Get More: MTV Shows
According to MTV, 16 and Pregnant helps curb teen pregnancy. You know, because of “the wide variety of challenges pregnant teens face: Marriage, adoption, religion, gossip,” etc. Yet, though they’re faced with “incredibly adult decisions,” they overcome their obstacles and try to be the best moms they can be.
You know what else helps curb teen pregnancy? Condoms.
It seems to us that shining a sparkly, hip, MTV spotlight on this most serious of situations — especially coming with even just eleven minutes of fame — makes teen pregnancy anything but taboo. Let’s call a spade a spade: 16 and Pregnant is popular because it’s a guilty pleasure. Give us some credit, MTV. Trying to use a flimsy pretence to help us justify why it’s OK to love such a morally compromising show doesn’t help us resolve the sick joy we find when we watch it.
It does make you think, though, doesn’t it? If 16 and Pregnant can be skewed to sound like an informative and educational program, MTV could basically get away with anything!
How I Stole This Car
A show about teamwork and the importance of diligence, this show revolves around a group of friends, different with each episode, who are coveting a car. A typical episode will briefly introduce the characters and their backgrounds, as well as the car they’ve set their sights on. The episode will follow the friends through their planning strategies, acquiring necessary materials, test runs and any obstacles they meet along the way, such as getting arrested. Each episode ends with either a successful or failed attempt. Regardless of the outcome, though, the teams will have learned valuable lessons in working together to achieve a common goal.
The Big Score
It’s a standard “small fish in a big pond” concept — but the fish are small-time drug dealers and the big pond is the world of hard drugs. With its focus set firmly on the benefits of working hard to get to the top, this show will feature a different amateur drug dealer each episode, who wants to move up in the world of slinging. MTV pairs each episode’s wannabe with an experienced hard drug-dealing mentor. Mentors boost the newbies’ confidence while showing them the ropes and preparing them for life in the real world, including high-intensity test runs. By the end of each episode, the much more confident young drug dealers will have found a new sense of purpose, a much higher income and a host of new friends.

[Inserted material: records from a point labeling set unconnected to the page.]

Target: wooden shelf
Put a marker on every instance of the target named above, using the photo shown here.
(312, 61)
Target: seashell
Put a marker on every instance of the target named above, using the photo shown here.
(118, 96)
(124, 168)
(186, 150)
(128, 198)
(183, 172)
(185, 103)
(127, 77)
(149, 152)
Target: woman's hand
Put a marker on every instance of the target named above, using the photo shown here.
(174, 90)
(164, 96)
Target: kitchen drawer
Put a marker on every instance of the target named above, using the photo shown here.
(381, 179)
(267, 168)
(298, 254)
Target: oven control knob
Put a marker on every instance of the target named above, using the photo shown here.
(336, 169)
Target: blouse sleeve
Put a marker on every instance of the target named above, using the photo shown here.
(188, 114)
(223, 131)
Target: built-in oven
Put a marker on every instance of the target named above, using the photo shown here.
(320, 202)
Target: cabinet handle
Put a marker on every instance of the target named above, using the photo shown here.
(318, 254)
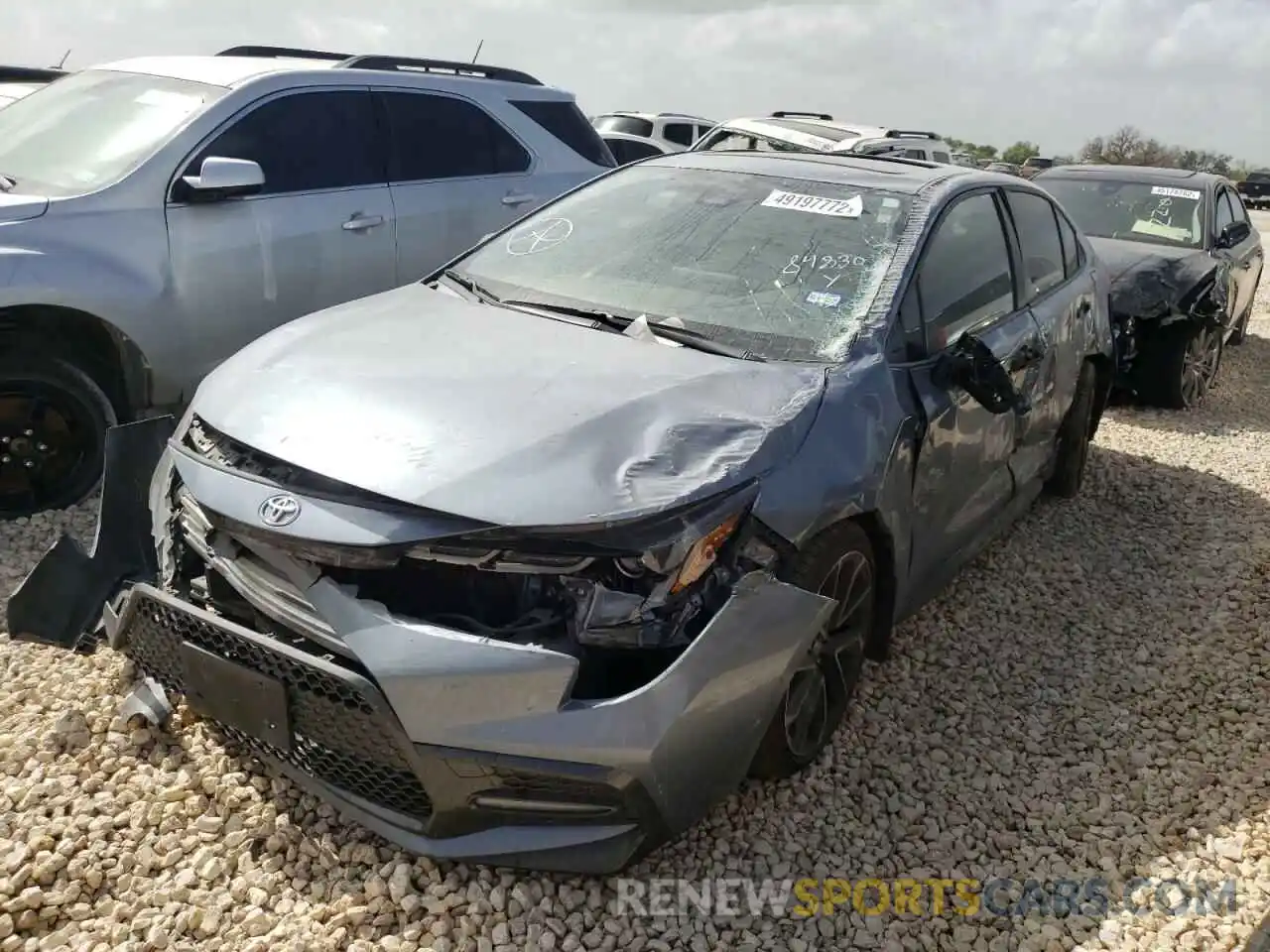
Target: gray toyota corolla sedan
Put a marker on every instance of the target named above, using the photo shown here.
(534, 561)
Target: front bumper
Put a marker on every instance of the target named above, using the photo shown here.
(449, 744)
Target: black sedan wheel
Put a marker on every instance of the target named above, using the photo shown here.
(837, 563)
(53, 434)
(1179, 365)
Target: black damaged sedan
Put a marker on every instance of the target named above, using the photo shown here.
(1184, 262)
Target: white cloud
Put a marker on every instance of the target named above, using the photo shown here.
(1188, 71)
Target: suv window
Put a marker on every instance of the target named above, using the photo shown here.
(1241, 213)
(568, 125)
(1039, 241)
(444, 137)
(1224, 212)
(679, 132)
(1072, 255)
(305, 143)
(965, 276)
(626, 150)
(630, 125)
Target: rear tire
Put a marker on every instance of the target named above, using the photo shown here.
(1074, 436)
(839, 560)
(53, 433)
(1179, 365)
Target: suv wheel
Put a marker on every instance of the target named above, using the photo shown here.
(53, 434)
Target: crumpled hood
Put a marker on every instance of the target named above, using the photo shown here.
(16, 207)
(503, 416)
(1150, 280)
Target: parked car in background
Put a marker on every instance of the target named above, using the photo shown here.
(820, 132)
(630, 149)
(1003, 168)
(1033, 166)
(1255, 189)
(163, 212)
(672, 132)
(1184, 261)
(19, 81)
(532, 561)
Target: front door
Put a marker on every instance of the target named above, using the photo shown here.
(318, 234)
(457, 175)
(1247, 258)
(962, 481)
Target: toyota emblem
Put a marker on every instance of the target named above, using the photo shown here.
(280, 511)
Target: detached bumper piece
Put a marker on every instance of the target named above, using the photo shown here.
(325, 725)
(293, 707)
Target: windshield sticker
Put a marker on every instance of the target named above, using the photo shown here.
(824, 298)
(816, 204)
(1175, 191)
(824, 263)
(539, 236)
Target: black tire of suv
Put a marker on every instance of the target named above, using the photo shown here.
(1159, 375)
(1074, 436)
(812, 569)
(77, 399)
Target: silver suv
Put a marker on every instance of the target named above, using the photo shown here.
(157, 214)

If there’s one thing that we’ve learned from Grease, it’s that you can never win a man without the proper confidence. Sandy Syndrome is based on this principle — giving the most hopelessly devoted geek chicks a chance with the hottest guys in their schools. Each episode features a different nerd who just wants to win her hot crush’s attention. A team of makeover experts work themselves to the bone sterilizing, dressing and completely overhauling the girl in question, while a lifestyle coach teaches her to put down the trombone and bagel, and pick up the pom-poms and diet pills. By the end of the episode, she is undeniably loose and confident enough to grab the attention of the hottest guy in school. (*Note: Many Sandy Syndrome subjects later appear on 16 and Pregnant.)
This is a show about family values — in more ways than one! Each episode features siblings who vie for the most assets from their obscenely wealthy parents. After a brief background of the family, its general income and the familial relationships, the siblings get to work on their competition. The challenge is to create the most convincing argument in their favour, and they can be as creative as they wish. Then, the presentations are done for the parents, who finally choose the winner. This program really highlights the importance of family and working hard to achieve an important goal.